Tuesday, November 16, 2010

Cromford Mill

Cromford Mill was the first water-powered cotton spinning mill developed by Richard Arkwright in 1771 in Cromford, Derbyshire, England, which laid the foundation of his fortune and was quickly copied by mills in Lancashire, Germany and the United States.

He chose the site at Cromford because it had year-round supply of warm water from the Cromford Sough which drained water from nearby Wirksworth lead mines, together with Bonsall Brook. Here he built a five storey mill, with the backing of Jedediah Strutt, Samuel Need and John Smalley. Starting from 1772, he ran the mills day and night with two 12 hour shifts.

The gate to Cromford Mill was shut at precisely 6am and 6pm every day and any worker who failed to get through it not only lost a day's pay but was fined another day's pay.
In 1779, Arkwright installed a cannon, loaded with grapeshot, just inside the factory gate, as a warning to would-be rioting textile workers, who had burned down another of his mills in Birkacre, Lancashire. The cannon was never used.

He started with 200 workers, more than the locality could provide so he built housing for them nearby, one of the first manufacturers to do so. Most of the employees were women and children, the youngest being only 7 years old. Later, the minimum age was raised to 10 and the children were given 6 hours of education a week, so that they could do the record keeping their illiterate parents could not.
The story of Arkwright is interesting. 

This is his obituary:
The youngest of thirteen children, Sir Richard Arkwright was born in Preston on 23 December 1732. Arkwright will be remembered by most for his reformation of the way that people work. No one has had greater influence and indeed revolutionized industry than Sir Richard Arkwright. At 59 years of age, Arkwright died one of the richest men in England. It is estimated that his fortune amounted to something in the region of £500,000. In 1762 Arkwright started a wig-making business. This involved him traveling the country collecting people's discarded hair. While on his travels, Arkwright heard about the attempts being made to produce new machines for the textile industry. Arkwright also met John Kay, a clockmaker from Warrington, who had been busy for some time trying to produce a new spinning-machine with another man, Thomas Highs of Leigh. Kay and Highs had run out of money and had been forced to abandon the project. To Arkwright’s amazement, John Kay invited him to help produce this remarkable new machine. Arkwright accepted Kay’s offer and employed a local craftsman, and miraculously, it wasn’t long until the four actually produced the brand new “Spinning Frame”. Arkwright patented this and his “Water Frame” in 1769, which caused great rivalry between him and other cotton spinning entrepreneurs. In 1771 Arkwright invented the world’s first water powered cotton mill at Cressbrook in Derbyshire. A series of court cases followed as Arkwright attempted to prosecute rivals who had infringed his patents, culminating in an action brought by The Crown in 1785. Surely, Arkwright’s contribution to the cotton industry entitles him to be referred to the father of the industrial revolution and will always be remembered for his great, albeit stolen, inventions.

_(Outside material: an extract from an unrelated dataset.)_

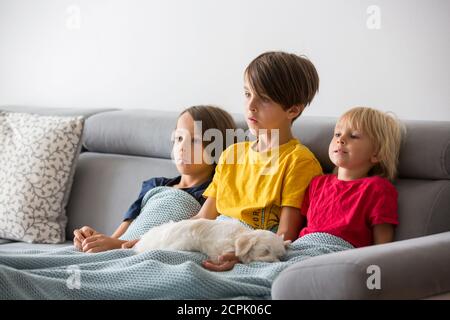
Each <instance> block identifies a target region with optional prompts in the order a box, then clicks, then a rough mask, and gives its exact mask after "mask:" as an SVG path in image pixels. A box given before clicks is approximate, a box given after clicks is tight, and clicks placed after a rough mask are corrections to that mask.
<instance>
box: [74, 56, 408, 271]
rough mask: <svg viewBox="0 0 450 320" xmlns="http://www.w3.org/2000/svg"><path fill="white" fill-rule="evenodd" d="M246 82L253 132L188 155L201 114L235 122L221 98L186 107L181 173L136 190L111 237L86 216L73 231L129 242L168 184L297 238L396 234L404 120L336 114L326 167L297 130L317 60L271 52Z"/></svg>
mask: <svg viewBox="0 0 450 320" xmlns="http://www.w3.org/2000/svg"><path fill="white" fill-rule="evenodd" d="M244 83H245V84H244V92H245V97H246V106H245V116H246V120H247V124H248V126H249V129H250V130H251V131H252V133H253V134H254V135H255V136H256V138H257V139H256V141H254V142H249V141H246V142H242V143H237V144H233V145H231V146H230V147H228V148H227V149H226V150H225V151H224V152H223V153H222V154H221V156H220V159H219V161H218V163H217V166H215V164H209V163H210V161H208V159H205V158H203V161H201V163H194V161H193V157H194V155H193V154H191V155H190V157H191V159H186V154H187V153H186V152H185V150H186V149H187V148H192V147H195V146H196V145H197V147H198V148H199V150H201V151H202V154H204V152H203V151H204V148H205V147H206V142H205V141H203V139H202V137H196V136H194V133H195V132H194V131H195V130H194V121H202V131H203V132H205V131H206V130H207V129H209V128H218V129H219V130H221V132H223V133H225V130H226V129H235V128H236V127H235V124H234V121H233V119H232V118H231V116H230V115H229V114H228V113H227V112H225V111H223V110H221V109H219V108H216V107H211V106H199V107H192V108H189V109H187V110H185V111H184V112H182V113H181V115H180V117H179V119H178V121H177V129H176V134H175V140H174V149H173V151H174V156H175V159H176V160H177V161H176V166H177V169H178V171H179V173H180V174H181V176H180V177H177V178H174V179H166V178H152V179H150V180H148V181H146V182H144V183H143V186H142V190H141V192H140V195H139V198H138V199H137V200H136V201H135V203H133V205H132V206H131V207H130V209H129V210H128V212H127V213H126V215H125V221H124V222H123V223H122V224H121V225H120V226H119V228H118V229H117V230H116V231H115V232H114V234H113V235H112V236H111V237H108V236H106V235H103V234H101V233H99V232H97V231H96V230H94V229H92V228H90V227H88V226H85V227H83V228H81V229H77V230H75V231H74V236H75V237H74V245H75V246H76V247H77V248H78V249H80V250H82V251H84V252H89V253H92V252H100V251H105V250H111V249H117V248H121V247H123V248H131V247H132V246H133V245H134V244H135V243H136V242H137V241H138V240H134V241H128V242H126V241H123V240H119V239H118V238H119V237H120V236H121V235H122V234H123V233H124V232H125V231H126V230H127V228H128V226H129V225H130V223H131V221H132V220H133V219H135V218H136V217H137V215H138V214H139V212H140V202H141V200H142V198H143V196H144V195H145V193H146V192H147V191H148V190H150V189H151V188H153V187H156V186H162V185H165V186H172V187H175V188H179V189H182V190H184V191H186V192H188V193H190V194H191V195H192V196H193V197H195V198H196V199H197V200H198V201H199V202H200V203H201V204H202V208H201V210H200V211H199V212H198V214H197V215H195V216H194V217H193V219H196V218H206V219H215V218H217V217H218V216H219V215H225V216H228V217H232V218H236V219H239V220H241V221H243V222H245V223H246V224H248V225H250V226H252V227H254V228H260V229H268V230H273V231H276V233H277V234H279V235H284V238H285V239H286V240H292V241H294V240H295V239H297V238H298V237H299V236H300V237H301V236H303V235H306V234H309V233H313V232H326V233H330V234H332V235H335V236H337V237H340V238H342V239H344V240H346V241H347V242H349V243H351V244H352V245H353V246H354V247H362V246H368V245H371V244H381V243H387V242H390V241H392V240H393V238H394V227H395V225H397V224H398V217H397V192H396V190H395V188H394V186H393V185H392V183H391V182H390V181H392V180H393V179H394V178H395V175H396V166H397V160H398V155H399V150H400V143H401V126H400V123H399V122H398V121H397V120H395V119H394V118H393V117H391V116H390V115H388V114H386V113H384V112H381V111H378V110H375V109H371V108H364V107H359V108H354V109H351V110H349V111H347V112H346V113H344V115H342V116H341V117H340V119H339V120H338V122H337V124H336V127H335V130H334V136H333V137H332V139H331V143H330V146H329V157H330V159H331V161H332V162H333V163H334V165H335V166H336V169H335V172H334V173H333V174H328V175H322V169H321V166H320V164H319V162H318V161H317V159H316V158H315V156H314V154H313V153H312V152H311V151H309V149H308V148H307V147H305V146H304V145H302V144H301V142H300V141H299V140H297V139H295V138H294V137H293V134H292V131H291V126H292V123H293V121H294V120H295V119H297V118H298V117H299V116H300V115H301V113H302V111H303V110H304V108H305V107H306V106H307V105H308V104H310V103H311V101H312V99H313V97H314V95H315V93H316V92H317V90H318V86H319V77H318V75H317V72H316V69H315V67H314V65H313V64H312V63H311V62H310V61H309V60H307V59H306V58H304V57H300V56H297V55H294V54H288V53H284V52H266V53H264V54H262V55H260V56H258V57H257V58H256V59H254V60H253V61H252V62H251V63H250V65H249V66H248V67H247V68H246V70H245V72H244ZM177 132H178V134H177ZM203 132H202V133H203ZM225 136H226V135H225V134H223V137H225ZM204 156H205V157H206V155H204ZM274 159H275V160H276V161H275V163H276V164H275V165H274V161H273V160H274ZM205 198H206V200H205ZM238 262H239V261H238V259H237V258H236V257H235V256H234V253H229V254H226V255H224V256H222V257H220V258H219V262H212V261H205V262H204V263H203V266H204V267H205V268H207V269H209V270H213V271H225V270H229V269H231V268H233V266H234V264H236V263H238Z"/></svg>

In walking around the site of the factory, I was struck by the way his less than grandiose house was situated in overlook on the hilltop.  What kind of man was Arkwright to have come up with such a scheme?
I wonder how the children must have felt after working a 12 hour shift, looking up at the house.  The concept of shift labor was invented here.  This is where human and machine were first united socially and physically in an endless cycle of institutionalized repetition.  I don't think Arkwright was a selfish or cruel man, but a proud and arrogant man who thought of himself as a father to a large family.   In his mind, he was providing a life of stablity and security, by feeding, housing and clothing them.  He also built a public house for his workers in town called "The Greyhound".  Weaving was, in fact, traditionally, the job of women and children extending way back to the stone age.  Cromford Mill felt resigned and peaceful, exactly the way one would feel after a long day of hard work.   There was no mean spirited evil in the heart of the father of the Industrial Revolution after all...perhaps just paternalism to a fault.